• Hypothesis testing is a statistical method used to make decisions based on data.
• It involves testing an assumption about a population parameter.
• Example: Does a new drug improve patient outcomes?

1. State the null ( \(H_0\) ) and alternative hypothesis ( \(H_A\) ).
2. Choose the significance level ( \(\alpha\) ).
3. Collect and summarize data.
4. Calculate the test statistic.
5. Compare with the critical value or compute p-value.
6. Make a decision: Reject or fail to reject \(H_0\) .

• Null Hypothesis ( \(H_0\) ): Assumes no effect or no difference.
• Alternative Hypothesis ( \(H_A\) ): Contradicts \(H_0\) , suggesting an effect or difference.

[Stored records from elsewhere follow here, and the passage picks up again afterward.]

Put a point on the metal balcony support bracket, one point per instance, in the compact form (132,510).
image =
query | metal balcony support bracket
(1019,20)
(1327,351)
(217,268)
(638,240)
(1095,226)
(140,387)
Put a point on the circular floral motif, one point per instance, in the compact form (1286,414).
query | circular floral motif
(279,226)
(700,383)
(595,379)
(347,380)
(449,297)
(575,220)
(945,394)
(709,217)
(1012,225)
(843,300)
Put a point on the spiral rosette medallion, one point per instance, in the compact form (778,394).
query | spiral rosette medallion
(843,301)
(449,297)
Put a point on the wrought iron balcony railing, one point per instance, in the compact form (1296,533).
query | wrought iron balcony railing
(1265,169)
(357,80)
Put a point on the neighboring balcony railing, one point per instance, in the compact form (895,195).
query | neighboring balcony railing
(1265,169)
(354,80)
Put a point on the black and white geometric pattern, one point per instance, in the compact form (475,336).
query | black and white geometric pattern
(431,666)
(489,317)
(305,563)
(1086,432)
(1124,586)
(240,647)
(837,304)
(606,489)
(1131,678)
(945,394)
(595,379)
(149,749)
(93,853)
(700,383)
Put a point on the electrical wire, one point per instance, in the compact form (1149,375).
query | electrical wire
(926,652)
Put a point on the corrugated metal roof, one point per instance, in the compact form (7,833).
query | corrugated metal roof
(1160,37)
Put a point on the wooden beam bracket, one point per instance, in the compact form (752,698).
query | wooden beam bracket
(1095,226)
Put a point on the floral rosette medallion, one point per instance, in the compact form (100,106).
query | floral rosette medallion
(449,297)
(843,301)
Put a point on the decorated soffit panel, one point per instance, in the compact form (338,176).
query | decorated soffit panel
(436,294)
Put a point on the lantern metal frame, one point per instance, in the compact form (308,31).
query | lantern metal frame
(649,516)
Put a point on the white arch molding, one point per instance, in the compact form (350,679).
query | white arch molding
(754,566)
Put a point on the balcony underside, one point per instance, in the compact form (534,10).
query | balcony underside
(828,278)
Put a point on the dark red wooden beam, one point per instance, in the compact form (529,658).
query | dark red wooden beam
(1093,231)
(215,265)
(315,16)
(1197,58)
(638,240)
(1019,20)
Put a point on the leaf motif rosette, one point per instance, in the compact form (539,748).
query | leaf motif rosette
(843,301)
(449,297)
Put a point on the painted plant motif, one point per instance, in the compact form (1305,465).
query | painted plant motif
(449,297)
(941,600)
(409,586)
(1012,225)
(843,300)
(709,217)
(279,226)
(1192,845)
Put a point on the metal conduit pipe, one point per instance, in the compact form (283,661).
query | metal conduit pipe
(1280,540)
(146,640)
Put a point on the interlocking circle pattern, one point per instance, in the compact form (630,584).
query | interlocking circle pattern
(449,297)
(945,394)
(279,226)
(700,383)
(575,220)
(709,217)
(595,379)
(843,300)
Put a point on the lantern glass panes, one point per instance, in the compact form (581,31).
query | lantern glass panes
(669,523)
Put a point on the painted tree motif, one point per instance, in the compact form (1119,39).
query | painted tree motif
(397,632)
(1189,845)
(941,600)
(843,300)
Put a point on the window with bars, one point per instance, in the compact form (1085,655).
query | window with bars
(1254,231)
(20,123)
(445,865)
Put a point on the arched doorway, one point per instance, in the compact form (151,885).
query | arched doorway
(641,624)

\(H_0: \mu = 50\) (Mean is 50) - \(H_A: \mu \neq 50\) (Mean is different from 50)

library(ggplot2)

## Warning: package 'ggplot2' was built under R version 4.4.3

set.seed(123)
data <- data.frame(values = rnorm(30, mean=50, sd=10))
test_result <- t.test(data$values, mu=50)
test_result

## 
##  One Sample t-test
## 
## data:  data$values
## t = -0.26299, df = 29, p-value = 0.7944
## alternative hypothesis: true mean is not equal to 50
## 95 percent confidence interval:
##  45.86573 53.19219
## sample estimates:
## mean of x 
##  49.52896

ggplot(data, aes(x=values)) +
  geom_histogram(binwidth=5, fill="blue", alpha=0.5, color="black") +
  geom_vline(xintercept=50, linetype="dashed", color="red") +
  ggtitle("Histogram of Sample Data")

• The p-value tells us the probability of observing our result if \(H_0\) is true.
• If p-value < \(\alpha\) , reject \(H_0\) (significant result).
• If p-value ≥ \(\alpha\) , fail to reject \(H_0\) (not enough evidence).

• Hypothesis testing is fundamental in statistics for decision-making.
• It helps determine if observed effects are statistically significant.
• Applications include medicine, engineering, finance, and more.